A sept ans, Eliott est un petit garçon qui a du mal à choisir sa main dominante. « Le CP a été très difficile pour lui », confirme sa maman, Laëtitia, graphiste de 29 ans. « Son écriture est trop brouillonne. Il a du mal à tenir correctement son stylo, il est lent et change parfois de main malgré une dominance à droite. Je pensais qu’il s’améliorerait avec le temps mais ce n’est pas le cas. Maintenant qu’Eliott est en CE1, on lui demande de passer à la vitesse supérieure. Il vient de commencer les séances chez le psychomotricien. J’espère que les progrès vont vite se faire sentir », confie Laëtitia.
Une difficulté à choisir
Vous vous demandez si votre enfant est mal latéralisé ? Pour le savoir, observez avant tout sa façon d’être. C’est peut-être le cas s’il bouge beaucoup, n’est pas bien ancré, qu’il a du mal à trouver ses appuis et a souvent besoin d’agripper quelque chose pour se stabiliser. Il va par exemple constamment changer de main pour se brosser les dents ou découper à l’aide de ciseaux.

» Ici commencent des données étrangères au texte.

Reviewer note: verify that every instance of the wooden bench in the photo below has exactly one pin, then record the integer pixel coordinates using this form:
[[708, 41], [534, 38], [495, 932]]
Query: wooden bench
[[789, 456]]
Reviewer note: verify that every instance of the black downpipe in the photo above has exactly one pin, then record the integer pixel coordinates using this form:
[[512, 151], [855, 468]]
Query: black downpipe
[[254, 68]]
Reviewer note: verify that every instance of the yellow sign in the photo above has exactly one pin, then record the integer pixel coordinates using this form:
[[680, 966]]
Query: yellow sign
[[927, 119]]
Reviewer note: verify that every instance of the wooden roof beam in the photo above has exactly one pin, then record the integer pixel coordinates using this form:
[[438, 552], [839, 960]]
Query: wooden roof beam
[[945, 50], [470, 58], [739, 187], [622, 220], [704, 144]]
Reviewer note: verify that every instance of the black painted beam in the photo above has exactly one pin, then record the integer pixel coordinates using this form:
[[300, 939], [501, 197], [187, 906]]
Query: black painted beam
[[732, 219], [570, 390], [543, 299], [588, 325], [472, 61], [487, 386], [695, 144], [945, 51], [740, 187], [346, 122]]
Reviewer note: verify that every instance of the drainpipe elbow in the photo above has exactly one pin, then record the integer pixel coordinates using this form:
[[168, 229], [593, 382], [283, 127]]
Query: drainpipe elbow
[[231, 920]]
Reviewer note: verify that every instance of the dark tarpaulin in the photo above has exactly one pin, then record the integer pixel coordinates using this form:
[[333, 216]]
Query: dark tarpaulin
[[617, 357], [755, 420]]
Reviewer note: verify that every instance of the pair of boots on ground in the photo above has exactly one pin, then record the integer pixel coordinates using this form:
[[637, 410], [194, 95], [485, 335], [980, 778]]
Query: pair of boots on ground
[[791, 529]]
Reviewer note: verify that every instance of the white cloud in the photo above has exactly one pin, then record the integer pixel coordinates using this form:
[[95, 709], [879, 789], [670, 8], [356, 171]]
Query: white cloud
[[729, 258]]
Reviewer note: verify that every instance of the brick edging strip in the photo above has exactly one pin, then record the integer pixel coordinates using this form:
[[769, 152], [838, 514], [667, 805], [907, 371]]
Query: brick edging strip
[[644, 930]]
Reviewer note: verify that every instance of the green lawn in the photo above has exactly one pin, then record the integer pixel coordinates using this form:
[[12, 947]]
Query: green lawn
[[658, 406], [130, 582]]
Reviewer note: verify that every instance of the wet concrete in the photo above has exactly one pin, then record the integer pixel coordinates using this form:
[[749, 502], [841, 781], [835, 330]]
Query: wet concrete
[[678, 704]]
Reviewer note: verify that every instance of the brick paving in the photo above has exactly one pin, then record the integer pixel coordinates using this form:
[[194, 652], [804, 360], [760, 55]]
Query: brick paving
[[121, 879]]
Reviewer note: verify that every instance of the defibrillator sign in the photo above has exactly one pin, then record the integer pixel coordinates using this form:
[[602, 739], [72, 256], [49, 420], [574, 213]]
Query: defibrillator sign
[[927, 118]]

C’est aux parents et à l’institutrice d’observer ces signes. Dans de nombreux cas, il ne s’agira que d’une difficulté à choisir mais il peut malgré tout être intéressant de faire un bilan auprès d’un(e) psychomotricien(ne).
Un frein au développement psychomoteur
Pour éviter au maximum un trouble de la latéralité, il est recommandé de stimuler l’enfant dès le plus jeune âge. Pâte à modeler, Lego, peinture et autres dessins sont autant d’outils pour l’aider à construire sa motricité. « Plus il fera d’expériences, plus il sera libre dans son choix de main dominante », martèle Emmanuelle Renaud Thomas.
Les écrans représentent au contraire un frein au développement psychomoteur des plus jeunes. « Je vois souvent des parents fiers de me montrer que leur enfant est doué pour pianoter sur une tablette ou un téléphone », développe Emmanuelle Renaud Thomas. « Ces derniers n’apportent absolument rien au niveau du développement moteur de l’enfant. Avant trois ans, je les déconseille vivement. Être dans l’action permet de stimuler l’intelligence et la conscience de l’espace chez l’enfant », conclut-elle.